What Are We Testing For? The Leaders Of Tomorrow

For Prof Matthew Ocran, Deputy Dean: Academic Planning in the Faculty of Economic and Management Sciences (EMS), effective remote learning and teaching should be anchored around impacting critical thinking skills. Assessing critical thinking with open book assessment neither compromises academic rigor nor increases the risk of examination malpractice.

“The changing world of work is one that is associated with a deluge of information,” he noted. “We need to evaluate what matters, analyze it, and use it, applying the right concepts to solve our problems. That’s how we add value - and we do that by applying critical thinking in a meaningful way. We need to test for critical thinking, not for the ability to memorize information.”

That’s also important when considering plagiarism - both of online sources, and of fellow students.

“Students are more willing to directly copy others’ work than are most employees,” observed Dr Mehrdad Ghaziasgar, Senior Lecturer in Computer and Science and Head of UWC’s Assistive Research Technologies Research Group. “Part of the reason for that is that employees aren’t working on the same problem, even if they’re working on the same project, or have the same title. Their problems are unique, and don’t repeat in the same way. This is in contrast to a University in which students are almost always working on the exact same problems.”

Those problems are particularly pronounced for students in the health sciences, who need some form of clinical experience before graduation - which proved difficult during the pandemic.

For final-year Pharmacy students, clinical placements, with the focus on patient care, now had to be re-created for online teaching by developing simulated case scenarios, activities and assignments that created a clinical setting similar to the working environment of a clinical pharmacist.
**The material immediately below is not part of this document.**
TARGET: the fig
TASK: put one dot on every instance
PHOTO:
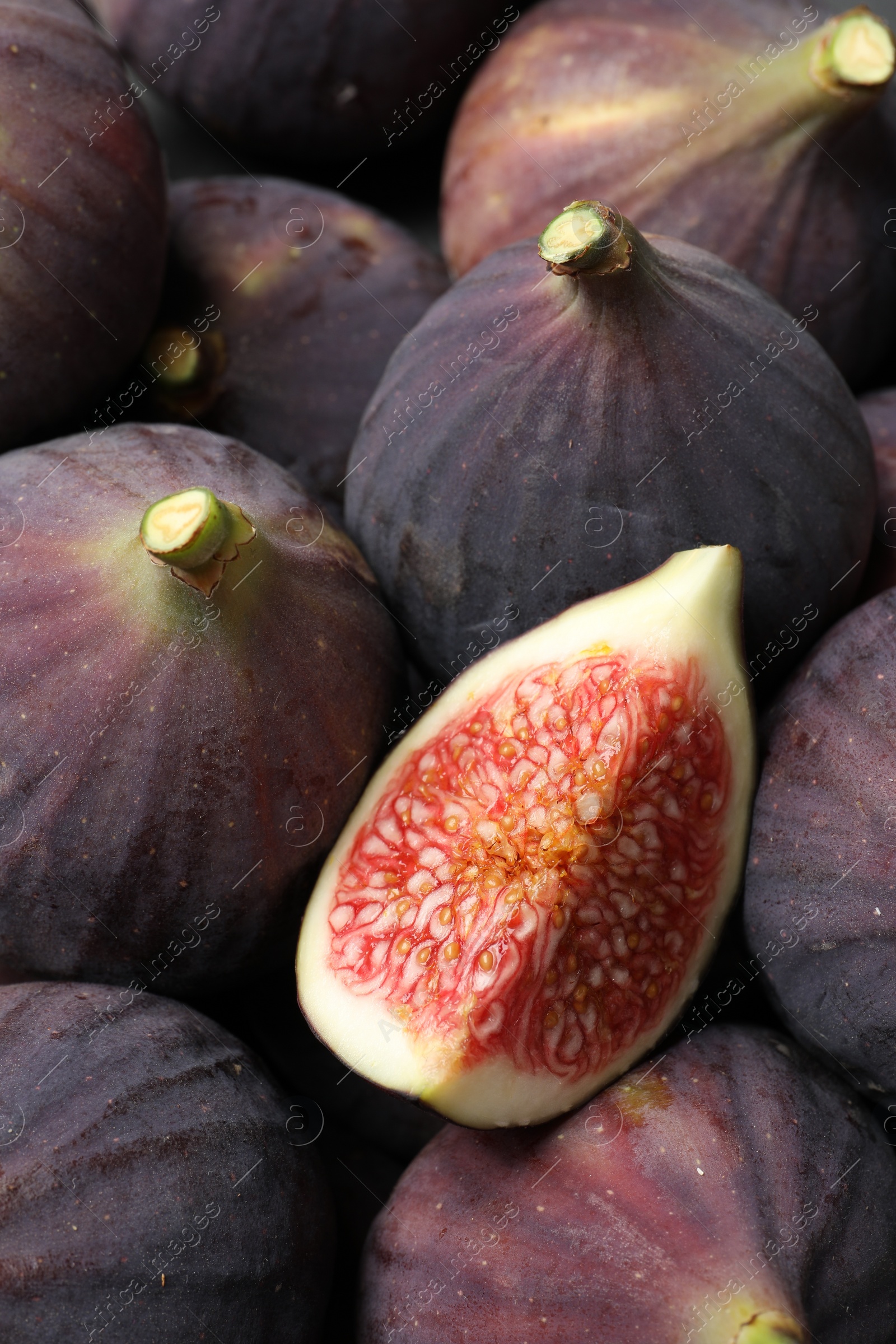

“It was a relentless, intense, jam-packed module,” said Michelle Viljoen of the School of Pharmacy. “And not just for students, but for staff as well, and it’s been a steep learning curve for all of us. But the active involvement of the students contributed to an enhanced learning experience - and that will stay with us after COVID has passed.”

There are no easy answers, said Professor Vivienne Lawack, UWC’s Deputy Vice-Chancellor: Academic and host of UWC Academic Week.

“Academic Week is always exciting - we get to share our experiences, and learn from colleagues who have adopted innovative approaches to similar (or different) challenges,” Prof Lawack said. “This year is even more exciting, even though we’re doing it in a virtual format. I am inspired by how thoughtfully our academics have approached this - and we will take these learnings forward.”